After splitting his first two attempts to climb weight classes, featherweight champion Conor McGregor (20-3, 17 KOs) makes his next attempt when he meets lightweight titleholder Eddie Alvarez (28-4, 15 KOs) in the UFC 205 Saturday night at Madison Square Garden in New York City.

McGregor, a braggadocios Irishman with a strong following, is almost four months removed from his revenge decision over welterweight Nate Diaz and looks to hand the Philadelphia native Alvarez his first loss in more than two years while ushering UFC to the Big Apple for the first time.

During Thursday’s press conference, UFC president Dana White opened by shouting: “Finally! We’re here!” McGregor did not show up for the start of the event, but the crowd in attendance were still on his side and booed Alvarez mercilessly.

McGregor actually tweeted from his official account seven minutes after the conference began.

Before exiting the stage prematurely, Alvarez said: “I don’t even have an opponent. When he comes let me know.”

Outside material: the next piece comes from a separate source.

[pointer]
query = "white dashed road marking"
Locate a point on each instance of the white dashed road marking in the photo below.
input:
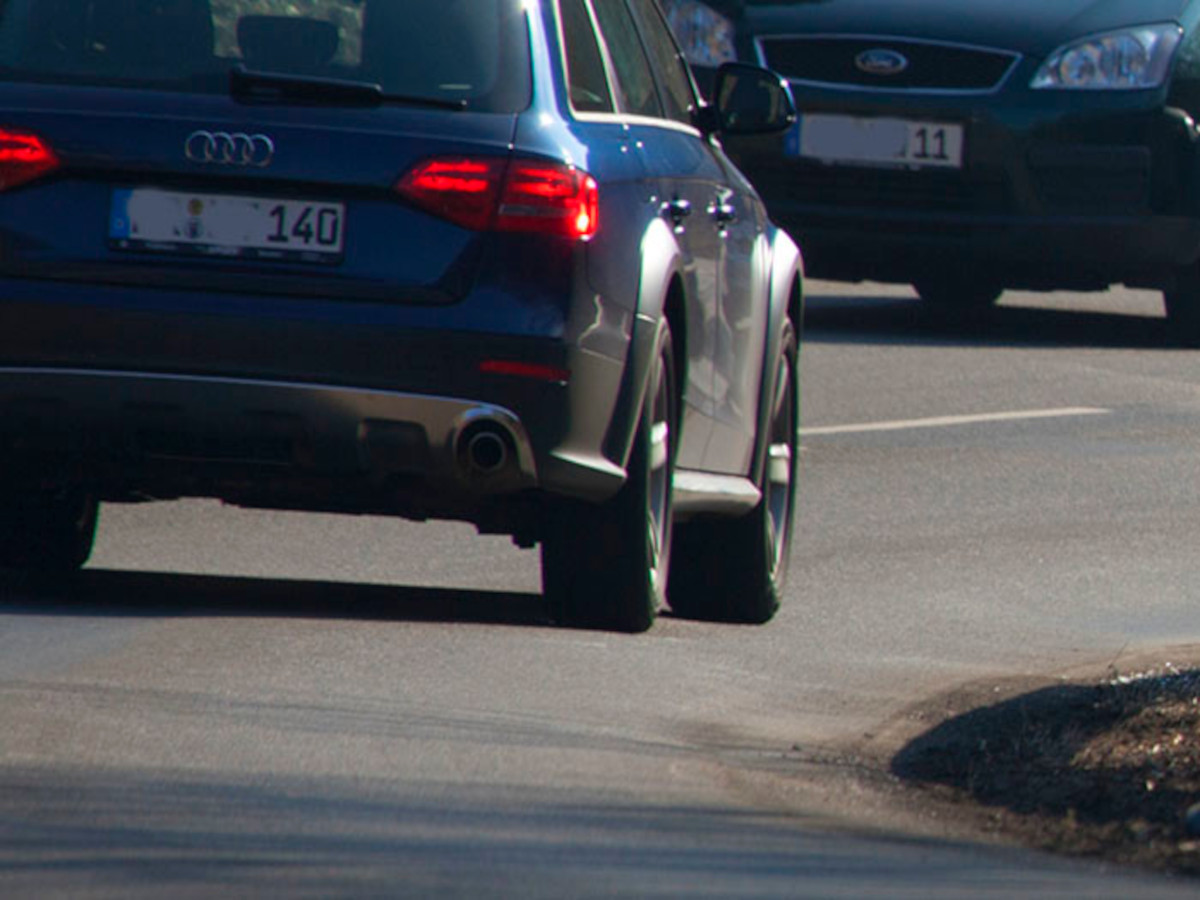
(943, 421)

McGregor would show up 21 minutes late, shouting: “Sorry I’m late but I just don’t give a f***!”

Alvarez came back on the stage and slid a chair over to McGregor’s side, causing McGregor to react by charging at Alvarez until White intervened and restrained him.

While each fighter attempts to gain an edge in the mental game, oddsmakers appear to favor McGregor but are calling for the scheduled five-round bout to go longer than at least 2.5 rounds. The latest odds have McGregor as a -145 favorite compared to Alvarez at +115, and the over-under is set at -155 for over 2.5 rounds and +115 for under 2.5 rounds, according to Sportsbook.ag.

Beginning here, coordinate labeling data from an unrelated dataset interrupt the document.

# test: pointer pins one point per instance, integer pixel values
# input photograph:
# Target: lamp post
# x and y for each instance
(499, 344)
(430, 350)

Based on the “Tale of the Tape,” McGregor clearly has the edge as long as the fight doesn’t go to the matt. Reach (74 inches to 69), knockout-rate (85 percent to 65), significant strikes landed per minute (6.02 to 3.64), and strike accuracy (48.51 to 43.4) are all in McGregor’s favor.

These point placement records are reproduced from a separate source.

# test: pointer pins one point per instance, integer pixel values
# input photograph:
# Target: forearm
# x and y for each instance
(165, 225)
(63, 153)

But Alvarez, who achieved a first-round technical knockout over Rafael dos Anjos in July, has proven to be a far better grappler and is likely to stay close to McGregor to reduce the damage from his powerful strikes. The 32-year-old Alvarez averages nearly four takedowns per match and is even stronger when it comes to parrying opponents’ attempts to take him down at 92.31 percent defended.

Betting Odds: McGregor -145, Alvarez +115 from Sportsbook.ag

Over/Under: Over 2.5 rounds -155, Under 2.5 rounds +115

Prediction: The fight will ultimately come down to whether or not McGregor can stay upright and employ his considerable punching power. Alvarez has displayed similar, though not equal, power but he has to avoid a slugfest, something McGregor’s prone to force opponents into.

Look for McGregor to win with a knockout in the second round.